Fugitive Indian businessman Mehul Choksi on Wednesday approached the Delhi high court against streaming platform Netflix’s upcoming web series ‘Bad Boy Billionaires’.

Choksi’s lawyer Vijay Aggarwal says that he is not seeking a stay on the documentary but he is seeking that he be shown the preview.

Senior advocate Neeraj Kishan Kaul, who appeared for Netflix, said that the documentary has a two-minute piece on Nirav Modi where mentions of Choksi has been made. He also said that that there is no regulation of content on the OTT platform.

The court then adjourned the matter till Friday.

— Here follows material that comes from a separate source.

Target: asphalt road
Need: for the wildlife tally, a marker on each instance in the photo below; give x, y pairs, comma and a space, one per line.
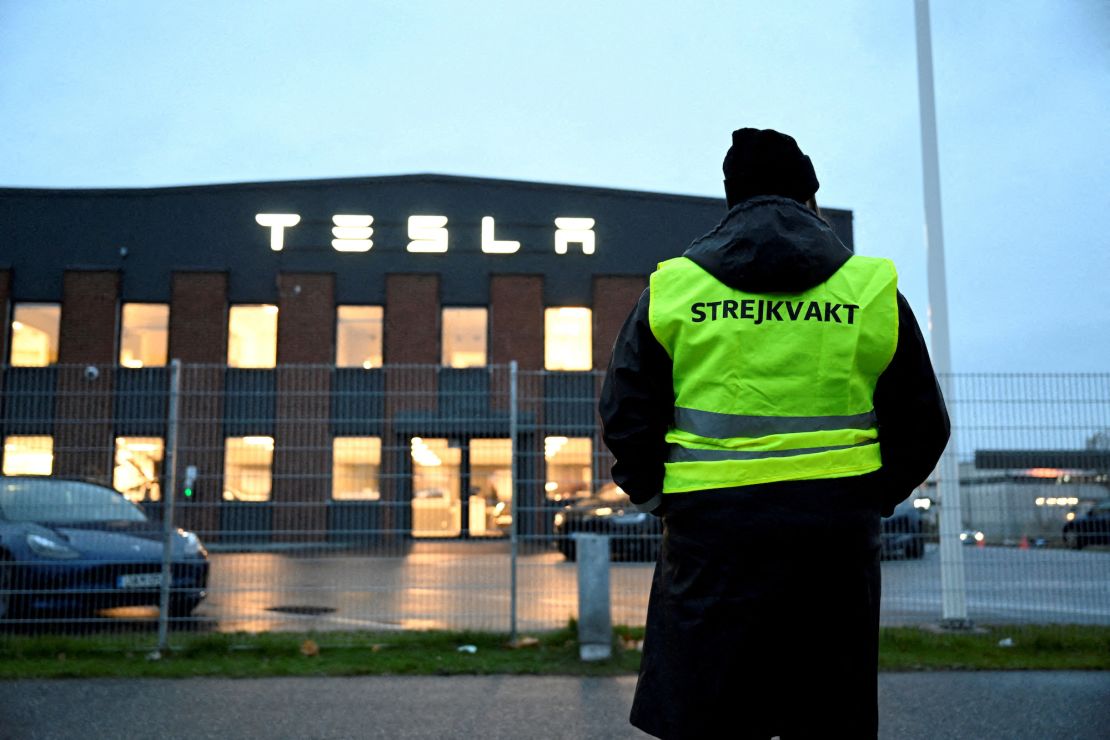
1010, 706
466, 586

The poster released by Netflix shows Choksi’s nephew and fugitive diamantaire Nirav Modi, Subrata Roy (of the Sahara Group), now defunct Kingfisher Airlines chairman Vijay Mallya and Ramalinga Raju (former chairman and CEO of Satyam Computer Services).

“This investigative docuseries explores the greed, fraud and corruption that built up – and ultimately brought down – India’s most infamous tycoons,” Netflix has described the series.

Choksi, along with Nirav Modi and his wife Ami, have fled from India. The Enforcement Directorate (ED) has charged Ami Modi for conspiring and money laundering with her husband Nirav Modi apart from Choksi and others under the Prevention of Money Laundering Act (PMLA).

The Interpol global issued a red notice against Ami on Tuesday.

Nirav Modi (49), is currently lodged in a UK jail after being arrested in London in March, 2019 and is currently fighting extradition to India. He has been declared a fugitive economic offender by a Mumbai court early this year and the court had also ordered confiscation of his assets.

The ED has already confiscated about Rs 329 crore of his linked properties.

The businessman, Choksi and others are being probed by the ED on money laundering charges in connection with an over US $2 billion alleged bank fraud at a Punjab National Bank (PNB) branch in Mumbai.

The Centre on Tuesday said that PNB has informed the Ministry of Corporate Affairs that it has received US $3.25 million (Rs 24.33 crore) as the first tranche of recoveries in fugitive Nirav Modi case from the USA.